= William Green Millsaps =

American politician (1831–1887)

William Green Millsaps (April 2, 1831 – February 25, 1887) was a preacher who served in the Mississippi legislature from 1875 to 1876.

He was born April 2, 1831, around the area of Pleasant Valley, Copiah County, Mississippi, to devout Methodist Episcopal Church members.
Reuben Webster Millsaps, founder of Millsaps College, was his brother.

He went to school in Copiah County before going to Hanover College in Indiana to study and then on to Indiana Asbury University (forerunner to DePauw University) graduating in 1853. Although he graduated at the top of the class he did not obtain a first class honors as he had only attended the college for a single year.
Two years after graduating he was admitted to the Mississippi Conference and given his first church position in Washington, Mississippi, where he served for two years.
It was during this time that he married Fannie Mayberry August 14, 1857.
In total he gave twenty six years of service to the Mississippi Conference in different position and locations in Mississippi.

He and his wife sold an acre of land for use by the Mt.
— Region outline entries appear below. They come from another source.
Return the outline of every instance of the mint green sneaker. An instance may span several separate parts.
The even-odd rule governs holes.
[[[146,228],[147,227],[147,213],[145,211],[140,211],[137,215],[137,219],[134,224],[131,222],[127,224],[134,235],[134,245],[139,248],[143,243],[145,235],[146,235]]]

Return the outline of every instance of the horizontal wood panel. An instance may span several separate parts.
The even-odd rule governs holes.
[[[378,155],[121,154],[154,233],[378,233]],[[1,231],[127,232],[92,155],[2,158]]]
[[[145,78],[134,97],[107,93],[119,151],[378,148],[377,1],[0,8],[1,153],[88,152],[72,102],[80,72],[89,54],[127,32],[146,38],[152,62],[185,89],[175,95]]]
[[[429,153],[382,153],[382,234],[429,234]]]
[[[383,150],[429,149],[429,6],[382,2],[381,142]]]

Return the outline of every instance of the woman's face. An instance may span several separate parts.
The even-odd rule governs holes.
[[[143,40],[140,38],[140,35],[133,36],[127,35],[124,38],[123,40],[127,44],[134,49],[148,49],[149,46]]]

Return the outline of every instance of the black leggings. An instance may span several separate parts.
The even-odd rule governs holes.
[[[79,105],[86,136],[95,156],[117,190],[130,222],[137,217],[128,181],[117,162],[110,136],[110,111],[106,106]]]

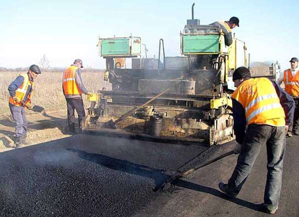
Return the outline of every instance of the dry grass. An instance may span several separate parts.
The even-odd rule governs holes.
[[[0,115],[10,113],[8,106],[9,94],[8,87],[21,72],[0,72]],[[97,92],[104,85],[103,72],[86,72],[82,74],[82,79],[87,90]],[[45,72],[35,81],[35,91],[33,102],[44,107],[47,111],[66,109],[66,103],[62,89],[62,72]],[[83,95],[85,107],[90,106],[87,97]]]

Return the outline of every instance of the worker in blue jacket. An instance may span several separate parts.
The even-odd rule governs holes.
[[[9,105],[16,124],[15,144],[19,148],[26,143],[28,122],[25,107],[31,108],[31,97],[34,89],[34,80],[41,74],[39,67],[33,65],[28,72],[19,75],[9,86]]]
[[[266,78],[251,78],[249,70],[239,67],[233,74],[237,89],[232,95],[233,129],[239,152],[227,184],[219,183],[231,197],[240,192],[262,146],[267,149],[267,174],[264,203],[260,207],[273,214],[278,208],[285,133],[294,109],[292,98],[276,83]]]

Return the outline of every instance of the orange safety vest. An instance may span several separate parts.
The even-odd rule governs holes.
[[[63,88],[65,95],[81,95],[82,91],[78,86],[75,76],[79,68],[72,65],[63,73]]]
[[[273,84],[268,79],[251,78],[245,80],[231,96],[245,109],[248,125],[285,125],[283,109]]]
[[[228,24],[227,24],[227,23],[226,22],[217,21],[217,22],[221,24],[224,28],[225,28],[228,33],[231,32],[231,29],[230,29],[230,27],[229,27],[229,26],[228,25]]]
[[[16,106],[21,106],[23,105],[22,104],[29,105],[31,103],[31,97],[32,96],[33,87],[34,86],[34,82],[29,80],[29,77],[28,77],[28,74],[19,75],[23,76],[24,78],[24,81],[20,87],[16,90],[15,97],[18,98],[18,101],[21,102],[17,102],[12,96],[10,97],[9,101],[10,103]],[[28,94],[26,101],[23,102],[29,86],[31,86],[31,91]]]
[[[299,96],[299,70],[297,71],[293,77],[290,69],[284,70],[283,74],[285,92],[293,96]]]

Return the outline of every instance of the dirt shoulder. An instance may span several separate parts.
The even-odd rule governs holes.
[[[70,136],[63,133],[66,119],[65,110],[41,113],[27,114],[28,120],[27,145],[47,142]],[[0,117],[0,152],[15,148],[15,123],[11,115]]]

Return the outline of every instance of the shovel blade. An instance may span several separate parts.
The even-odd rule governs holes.
[[[114,121],[112,119],[104,123],[102,126],[104,128],[116,129],[115,123],[114,123]]]

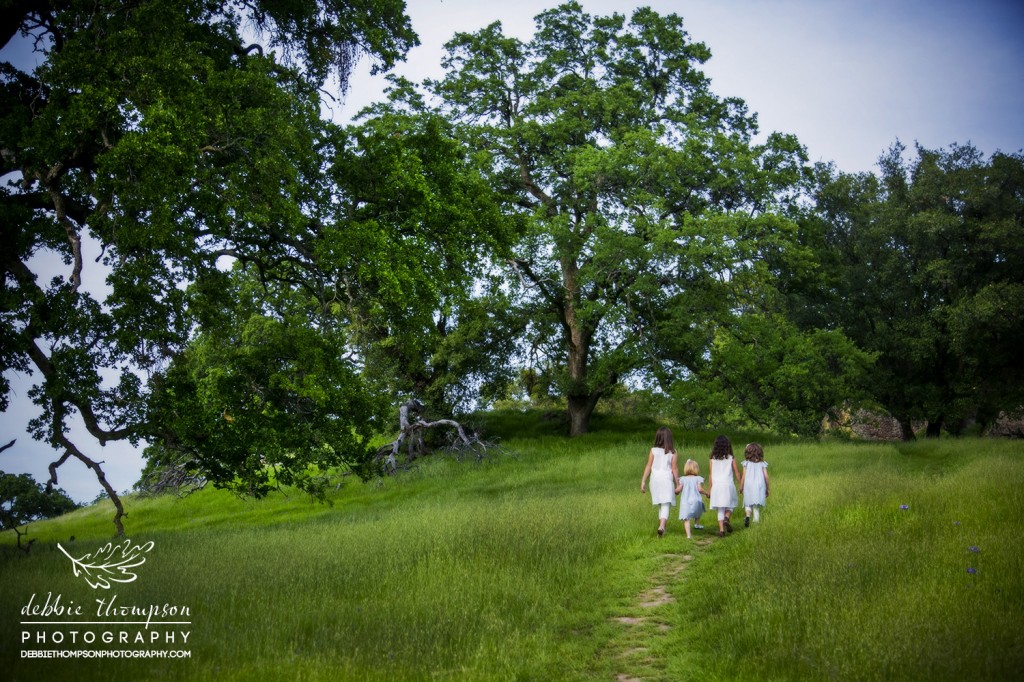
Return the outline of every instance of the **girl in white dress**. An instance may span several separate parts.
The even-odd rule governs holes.
[[[665,524],[669,520],[669,509],[676,504],[676,485],[679,482],[679,465],[676,463],[676,446],[672,442],[672,431],[663,426],[654,434],[654,446],[647,455],[647,466],[640,478],[640,492],[647,488],[650,477],[650,501],[657,511],[657,536],[665,535]]]
[[[683,475],[679,479],[679,485],[676,487],[676,493],[680,493],[679,496],[679,520],[683,522],[683,526],[686,528],[686,538],[692,538],[690,535],[690,519],[694,521],[700,520],[700,515],[705,512],[703,500],[700,496],[707,496],[708,491],[703,489],[703,476],[700,475],[700,467],[693,460],[686,460],[686,464],[683,465]],[[701,527],[698,524],[694,524],[696,527]]]
[[[743,492],[743,507],[746,516],[743,526],[751,524],[751,512],[754,522],[761,520],[761,508],[768,500],[768,463],[765,462],[765,451],[760,443],[752,442],[743,450],[743,475],[739,479],[739,489]]]
[[[711,460],[708,462],[711,470],[711,508],[718,511],[718,537],[726,531],[732,532],[732,510],[739,504],[736,494],[736,481],[739,480],[739,467],[732,458],[732,443],[725,436],[715,438],[711,449]]]

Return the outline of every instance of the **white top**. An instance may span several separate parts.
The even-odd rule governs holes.
[[[711,508],[732,509],[739,504],[732,477],[732,457],[711,461]]]
[[[743,505],[753,507],[760,505],[764,507],[768,499],[768,486],[765,484],[765,469],[767,462],[743,461]]]
[[[660,447],[651,447],[654,462],[650,467],[651,504],[676,504],[676,482],[672,478],[672,460],[675,453],[667,453]]]

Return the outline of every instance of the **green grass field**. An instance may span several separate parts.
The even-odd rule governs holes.
[[[108,591],[75,578],[56,543],[77,557],[109,542],[109,504],[32,524],[29,556],[5,532],[2,677],[1007,680],[1024,670],[1024,443],[768,440],[762,522],[719,540],[708,513],[687,541],[675,519],[655,536],[639,491],[653,423],[596,426],[569,440],[506,416],[492,425],[504,454],[346,478],[332,506],[213,489],[131,498],[129,537],[154,548],[137,581]],[[705,475],[714,435],[677,433]],[[190,658],[22,657],[125,648],[22,641],[47,628],[20,625],[33,595],[85,605],[81,621],[110,594],[188,607],[186,645],[153,646]]]

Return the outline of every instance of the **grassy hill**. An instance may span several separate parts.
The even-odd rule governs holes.
[[[138,580],[110,590],[76,578],[57,548],[78,558],[109,542],[108,505],[33,524],[30,556],[4,534],[4,677],[996,680],[1024,669],[1024,443],[769,440],[763,521],[720,540],[708,513],[687,541],[675,519],[655,536],[639,491],[655,425],[595,426],[570,440],[504,415],[488,424],[503,454],[346,479],[331,506],[213,489],[130,499],[129,537],[154,545]],[[714,435],[677,433],[705,475]],[[736,451],[751,437],[736,435]],[[187,608],[188,625],[112,625],[96,602],[112,595]],[[22,625],[55,621],[23,610],[56,596],[81,610],[67,620],[100,625]],[[76,629],[164,639],[72,646]],[[22,657],[140,648],[190,657]]]

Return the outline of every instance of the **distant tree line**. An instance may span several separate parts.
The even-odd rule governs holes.
[[[712,92],[675,14],[457,34],[443,76],[341,126],[323,88],[417,43],[398,0],[7,5],[42,63],[0,65],[0,397],[34,373],[33,435],[119,532],[72,420],[262,496],[373,475],[412,399],[543,394],[572,435],[624,386],[800,434],[845,403],[908,437],[1024,404],[1024,159],[811,166]]]

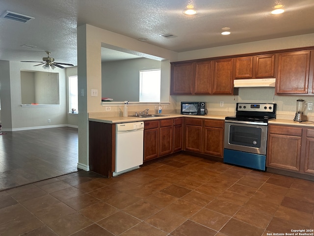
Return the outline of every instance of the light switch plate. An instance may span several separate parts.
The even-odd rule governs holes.
[[[98,96],[98,89],[92,89],[92,97]]]

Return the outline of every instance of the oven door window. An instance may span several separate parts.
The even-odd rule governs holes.
[[[229,130],[230,144],[261,148],[262,130],[260,127],[232,125]]]

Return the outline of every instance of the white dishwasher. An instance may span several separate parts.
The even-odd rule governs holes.
[[[116,168],[113,176],[143,164],[144,121],[116,124]]]

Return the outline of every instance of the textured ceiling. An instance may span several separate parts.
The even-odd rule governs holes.
[[[314,32],[314,1],[283,0],[286,12],[270,14],[272,0],[1,0],[5,10],[34,17],[26,24],[0,18],[0,59],[77,64],[77,26],[88,24],[176,52]],[[183,14],[192,2],[197,14]],[[222,36],[221,28],[231,28]],[[171,33],[175,37],[159,35]],[[36,46],[32,49],[23,44]]]

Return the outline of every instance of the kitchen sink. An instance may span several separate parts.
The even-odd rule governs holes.
[[[148,114],[148,115],[132,115],[129,116],[131,117],[138,117],[138,118],[149,118],[150,117],[169,117],[168,115]]]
Mariah Baptist Church, a "Colored" church in Jefferson County, August 19, 1875.

He was elected to serve in the Mississippi House of Representatives for the 1875–1876 term representing Jefferson County, Mississippi, as a Republican.

The Millsaps-Wilson Library at Millsaps College in Jackson, Mississippi, includes his full library that was donated by his granddaughter Miss Butterfield.

He died February 25, 1887, in Cincinnati, where he was seeking medical treatment.